# I love my girls (pets)



## Pamplemousse (Apr 9, 2012)

Argh, stop looking at me!



I wouldn't mess with Ellis...


Bum patch



Uploaded with ImageShack.us
And Shelley

No mousies were allowed to play with scissors during this photoshoot.


----------



## Satin mouse (May 25, 2012)

Very cute mice!


----------



## Pamplemousse (Apr 9, 2012)

Or Sellotape...


----------



## MissPorter13 (Jun 20, 2012)

Those photos are excellent  Not only good photography of some very cute mice, but you can see their individual personalities coming through


----------



## besty74 (May 26, 2012)

love the second pic, sooo cutsie watching them clean their faces.


----------



## Fantasia Mousery (Jul 16, 2011)

Your mice are absolutely gorgeous.


----------



## Pamplemousse (Apr 9, 2012)

Thought I'd have a new little photoshoot while they were out being doted on by my partner today. Quite pleased with the results, they're such posers!

Ellis


Elizabeth looking a bit too much like a gremlin


Shelley

Shelley and Ellis hanging out

Investigations...(yeah, they're fascinated by that tape roll!)

Shelley, Queen of brains


----------



## Pamplemousse (Apr 9, 2012)

Thanks for the lovely comments everyone


----------



## besty74 (May 26, 2012)

you are very good with the camera


----------



## Pamplemousse (Apr 9, 2012)

Hee thank you! Don't be too impressed though...some come out like this...

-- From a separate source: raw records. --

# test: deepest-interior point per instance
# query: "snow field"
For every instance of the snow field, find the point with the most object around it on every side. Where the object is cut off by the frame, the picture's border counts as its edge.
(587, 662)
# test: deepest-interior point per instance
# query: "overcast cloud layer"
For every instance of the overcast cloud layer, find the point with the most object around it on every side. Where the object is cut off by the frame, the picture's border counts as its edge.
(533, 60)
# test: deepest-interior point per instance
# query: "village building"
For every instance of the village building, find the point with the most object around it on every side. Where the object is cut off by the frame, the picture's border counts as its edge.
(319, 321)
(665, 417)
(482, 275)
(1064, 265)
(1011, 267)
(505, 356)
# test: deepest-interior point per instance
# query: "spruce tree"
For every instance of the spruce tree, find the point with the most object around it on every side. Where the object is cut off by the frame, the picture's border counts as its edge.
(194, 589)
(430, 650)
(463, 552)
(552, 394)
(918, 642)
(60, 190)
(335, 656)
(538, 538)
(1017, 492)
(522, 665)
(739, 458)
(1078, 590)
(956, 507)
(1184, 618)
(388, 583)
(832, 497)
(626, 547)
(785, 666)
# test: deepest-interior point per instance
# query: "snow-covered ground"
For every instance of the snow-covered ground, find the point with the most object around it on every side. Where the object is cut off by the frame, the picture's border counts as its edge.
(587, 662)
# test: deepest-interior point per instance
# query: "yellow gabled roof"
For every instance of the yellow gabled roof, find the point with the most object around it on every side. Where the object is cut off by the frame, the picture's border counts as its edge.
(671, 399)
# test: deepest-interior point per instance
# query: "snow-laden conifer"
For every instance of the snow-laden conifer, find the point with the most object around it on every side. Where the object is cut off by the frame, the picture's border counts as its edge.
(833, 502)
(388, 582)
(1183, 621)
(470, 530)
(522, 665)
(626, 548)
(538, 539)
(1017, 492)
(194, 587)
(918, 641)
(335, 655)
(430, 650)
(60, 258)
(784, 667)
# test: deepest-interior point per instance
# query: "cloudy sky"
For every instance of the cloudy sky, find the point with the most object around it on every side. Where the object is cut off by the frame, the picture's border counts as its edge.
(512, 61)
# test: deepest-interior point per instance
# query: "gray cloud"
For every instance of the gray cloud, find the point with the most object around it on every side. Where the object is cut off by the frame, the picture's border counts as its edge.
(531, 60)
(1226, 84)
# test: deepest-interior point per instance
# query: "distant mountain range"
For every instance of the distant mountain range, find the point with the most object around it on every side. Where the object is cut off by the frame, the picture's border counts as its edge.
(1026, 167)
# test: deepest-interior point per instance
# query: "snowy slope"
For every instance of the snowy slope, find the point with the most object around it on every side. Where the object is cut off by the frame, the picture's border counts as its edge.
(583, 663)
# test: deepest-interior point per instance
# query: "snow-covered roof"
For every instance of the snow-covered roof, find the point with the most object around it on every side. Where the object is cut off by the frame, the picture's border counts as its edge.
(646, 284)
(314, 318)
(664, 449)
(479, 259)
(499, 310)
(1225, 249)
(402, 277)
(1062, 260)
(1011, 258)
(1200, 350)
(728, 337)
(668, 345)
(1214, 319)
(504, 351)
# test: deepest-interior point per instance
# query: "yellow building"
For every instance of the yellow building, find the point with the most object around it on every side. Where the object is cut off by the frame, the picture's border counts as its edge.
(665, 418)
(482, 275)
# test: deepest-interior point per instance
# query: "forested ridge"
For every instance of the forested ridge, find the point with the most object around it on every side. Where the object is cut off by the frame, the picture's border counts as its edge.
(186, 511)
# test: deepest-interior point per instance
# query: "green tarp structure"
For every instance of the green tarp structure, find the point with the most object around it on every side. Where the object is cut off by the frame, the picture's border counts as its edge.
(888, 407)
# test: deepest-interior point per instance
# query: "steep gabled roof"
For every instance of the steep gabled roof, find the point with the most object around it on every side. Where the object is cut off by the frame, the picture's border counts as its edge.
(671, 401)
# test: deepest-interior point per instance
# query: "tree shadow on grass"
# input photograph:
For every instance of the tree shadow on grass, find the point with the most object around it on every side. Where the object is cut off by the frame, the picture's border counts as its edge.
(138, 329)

and another large chunk are just a chocolatey blur with a tail.

Top tip: take loads of photos and don't display the failures! (looks like I've failed at that now  )


----------



## madmouse (May 19, 2012)

What excellent photos! The lighting is so good for indoors. The mice are absolutely adorable. I like Shelley's taste in books


----------



## Pamplemousse (Apr 9, 2012)

If only she hadn't done a wee all over page 90's diagram of the limbic system 

Thanks, they're so lovely (and came from besty!)


----------



## christina (Jun 4, 2012)

theyre Beutiful!! <3


----------



## Mels (Sep 29, 2012)

Beautiful mice  Elizabeth is totally scrummy, what variety is she?

Mel


----------



## Pamplemousse (Apr 9, 2012)

Hi Mel,

I have to agree! She's a pet-standard agouti...I think the bright pink nose and paws, white whiskers and dark back stripe just add to the cute.


----------



## Pamplemousse (Apr 9, 2012)

If you ever come over to our place and we offer you fruit, don't accept it...

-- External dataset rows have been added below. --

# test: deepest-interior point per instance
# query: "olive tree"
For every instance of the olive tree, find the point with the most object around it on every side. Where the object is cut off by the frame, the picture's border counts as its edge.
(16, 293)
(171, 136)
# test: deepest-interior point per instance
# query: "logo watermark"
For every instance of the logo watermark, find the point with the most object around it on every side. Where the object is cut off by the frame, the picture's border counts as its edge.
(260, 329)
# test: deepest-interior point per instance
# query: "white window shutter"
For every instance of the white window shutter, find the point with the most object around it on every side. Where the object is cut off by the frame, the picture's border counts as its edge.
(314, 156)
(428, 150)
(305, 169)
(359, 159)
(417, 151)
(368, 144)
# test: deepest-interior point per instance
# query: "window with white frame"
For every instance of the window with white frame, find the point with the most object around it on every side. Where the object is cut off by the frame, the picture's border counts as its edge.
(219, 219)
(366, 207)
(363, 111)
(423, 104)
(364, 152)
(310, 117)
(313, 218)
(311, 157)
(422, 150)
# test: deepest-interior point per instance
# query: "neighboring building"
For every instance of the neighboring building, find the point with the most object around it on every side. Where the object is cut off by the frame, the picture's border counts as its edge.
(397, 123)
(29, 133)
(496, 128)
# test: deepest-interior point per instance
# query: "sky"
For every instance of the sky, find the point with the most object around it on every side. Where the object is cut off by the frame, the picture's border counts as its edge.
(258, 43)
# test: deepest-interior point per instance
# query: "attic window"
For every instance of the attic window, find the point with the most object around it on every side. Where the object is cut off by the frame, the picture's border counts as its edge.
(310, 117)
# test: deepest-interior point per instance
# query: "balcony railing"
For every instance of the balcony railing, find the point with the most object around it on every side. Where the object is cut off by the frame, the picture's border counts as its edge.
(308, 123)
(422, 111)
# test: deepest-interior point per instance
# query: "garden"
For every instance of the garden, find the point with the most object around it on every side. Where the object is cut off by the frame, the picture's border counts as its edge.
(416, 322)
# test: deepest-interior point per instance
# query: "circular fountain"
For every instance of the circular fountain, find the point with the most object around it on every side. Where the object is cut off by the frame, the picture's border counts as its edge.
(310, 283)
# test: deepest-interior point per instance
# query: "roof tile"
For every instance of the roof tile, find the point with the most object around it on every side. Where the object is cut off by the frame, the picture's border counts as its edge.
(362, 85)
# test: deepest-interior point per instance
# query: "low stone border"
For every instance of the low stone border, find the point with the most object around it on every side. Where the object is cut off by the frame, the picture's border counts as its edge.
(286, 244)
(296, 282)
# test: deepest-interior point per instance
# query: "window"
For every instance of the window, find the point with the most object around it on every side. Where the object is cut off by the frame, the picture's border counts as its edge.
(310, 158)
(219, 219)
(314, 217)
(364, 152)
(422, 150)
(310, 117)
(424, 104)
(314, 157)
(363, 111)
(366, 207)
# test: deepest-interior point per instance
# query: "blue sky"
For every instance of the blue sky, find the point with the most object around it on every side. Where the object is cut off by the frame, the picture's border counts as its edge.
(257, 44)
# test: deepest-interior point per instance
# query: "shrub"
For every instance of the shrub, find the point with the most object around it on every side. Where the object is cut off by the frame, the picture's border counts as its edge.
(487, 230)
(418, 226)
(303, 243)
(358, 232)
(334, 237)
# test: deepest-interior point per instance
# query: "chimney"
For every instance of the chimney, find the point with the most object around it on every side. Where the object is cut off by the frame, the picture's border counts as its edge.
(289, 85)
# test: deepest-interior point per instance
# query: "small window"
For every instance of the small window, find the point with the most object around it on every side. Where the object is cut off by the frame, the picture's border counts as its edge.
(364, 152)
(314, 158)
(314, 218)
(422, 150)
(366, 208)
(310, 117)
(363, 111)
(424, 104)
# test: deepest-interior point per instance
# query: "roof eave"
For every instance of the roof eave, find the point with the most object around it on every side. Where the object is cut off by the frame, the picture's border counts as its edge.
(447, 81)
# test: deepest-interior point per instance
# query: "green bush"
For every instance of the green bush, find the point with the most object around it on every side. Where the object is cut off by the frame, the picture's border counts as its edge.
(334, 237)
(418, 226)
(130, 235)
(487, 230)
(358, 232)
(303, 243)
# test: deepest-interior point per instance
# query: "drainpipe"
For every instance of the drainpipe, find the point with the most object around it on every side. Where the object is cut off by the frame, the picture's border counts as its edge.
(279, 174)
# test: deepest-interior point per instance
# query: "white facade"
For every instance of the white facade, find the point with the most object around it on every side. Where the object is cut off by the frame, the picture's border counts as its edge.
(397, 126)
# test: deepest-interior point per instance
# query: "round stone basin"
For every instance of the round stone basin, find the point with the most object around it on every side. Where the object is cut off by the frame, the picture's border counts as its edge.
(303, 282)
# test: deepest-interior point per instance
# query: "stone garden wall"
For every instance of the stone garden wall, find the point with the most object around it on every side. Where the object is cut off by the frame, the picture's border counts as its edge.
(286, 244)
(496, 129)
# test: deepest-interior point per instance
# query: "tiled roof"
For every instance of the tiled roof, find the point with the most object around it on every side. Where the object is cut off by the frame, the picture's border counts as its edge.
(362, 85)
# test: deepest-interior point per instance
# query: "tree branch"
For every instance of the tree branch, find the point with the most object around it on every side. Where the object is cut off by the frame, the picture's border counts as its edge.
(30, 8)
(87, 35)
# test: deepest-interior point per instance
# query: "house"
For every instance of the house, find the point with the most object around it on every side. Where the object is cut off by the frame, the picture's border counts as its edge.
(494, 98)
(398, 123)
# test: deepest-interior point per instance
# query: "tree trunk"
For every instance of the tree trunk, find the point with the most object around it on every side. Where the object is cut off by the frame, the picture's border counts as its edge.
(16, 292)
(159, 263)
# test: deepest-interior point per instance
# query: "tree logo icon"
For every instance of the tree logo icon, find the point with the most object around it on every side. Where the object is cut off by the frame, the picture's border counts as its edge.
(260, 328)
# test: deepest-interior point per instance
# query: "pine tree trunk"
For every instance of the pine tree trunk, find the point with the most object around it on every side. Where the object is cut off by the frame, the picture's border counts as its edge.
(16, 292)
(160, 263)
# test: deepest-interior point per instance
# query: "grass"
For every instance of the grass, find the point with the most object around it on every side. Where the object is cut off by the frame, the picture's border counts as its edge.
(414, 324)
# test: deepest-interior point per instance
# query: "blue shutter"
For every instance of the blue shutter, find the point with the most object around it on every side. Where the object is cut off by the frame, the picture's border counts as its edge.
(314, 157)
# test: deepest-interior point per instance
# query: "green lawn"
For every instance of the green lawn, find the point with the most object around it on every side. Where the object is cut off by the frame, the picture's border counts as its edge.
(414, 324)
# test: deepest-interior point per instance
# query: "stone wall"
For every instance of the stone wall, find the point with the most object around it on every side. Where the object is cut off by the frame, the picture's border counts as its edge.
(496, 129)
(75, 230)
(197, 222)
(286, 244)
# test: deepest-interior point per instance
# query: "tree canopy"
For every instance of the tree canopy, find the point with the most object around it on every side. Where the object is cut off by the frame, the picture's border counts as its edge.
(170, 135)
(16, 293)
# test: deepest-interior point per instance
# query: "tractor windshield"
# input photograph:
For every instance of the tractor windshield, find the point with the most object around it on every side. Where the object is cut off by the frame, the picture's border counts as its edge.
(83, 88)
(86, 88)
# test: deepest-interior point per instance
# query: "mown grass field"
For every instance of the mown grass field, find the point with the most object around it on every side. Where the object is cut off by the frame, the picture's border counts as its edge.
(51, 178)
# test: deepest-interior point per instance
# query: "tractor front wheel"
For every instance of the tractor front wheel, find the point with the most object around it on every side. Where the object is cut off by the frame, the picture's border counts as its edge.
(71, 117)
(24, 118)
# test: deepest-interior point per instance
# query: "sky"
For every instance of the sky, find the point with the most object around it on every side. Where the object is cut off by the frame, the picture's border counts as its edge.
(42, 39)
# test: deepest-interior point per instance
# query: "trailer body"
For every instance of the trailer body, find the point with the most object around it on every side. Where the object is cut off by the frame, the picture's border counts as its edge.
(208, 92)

We also weighed them during this shoot. Elizabeth weighs 55g, Shelley 48g and Ellis 47g. I think someone's been eating all the pies. I'm also guessing they're all a bit porky for pets, but my partner wont stop shoving mealworms and millet and pasta through the bars like some overzealous father


----------



## genevie (Mar 11, 2012)

Pamplemousse said:


> Top tip: take loads of photos and don't display the failures! (looks like I've failed at that now  )


Haha this is what I always do with my squirmy little hamster! 90% of them come out blurry or just plain terrible, but the 10% I show people are too adorable for words 

I love that little head peaking out from a banana


----------



## bubbles&amp;squeak (Jun 17, 2012)

Your 'Shelley' looks exactly like my 'Bubbles' <3
I love Elizabeth - adorably chubby  
And Ellis has lovely markings  x


----------



## andypandy29us (Aug 10, 2012)

fab pics .... love the banana one


----------



## besty74 (May 26, 2012)

more great photos
very nice


----------



## Pamplemousse (Apr 9, 2012)

Thank you  If you peep closely you can see another nose poking out from under all that fruit! They nested under those bananas and weren't happy when I poked them out to try to get more exciting photos.

Bubbles, do you have pics of your Bubbles on here? I'm always spotting Shelley-a-likes!


----------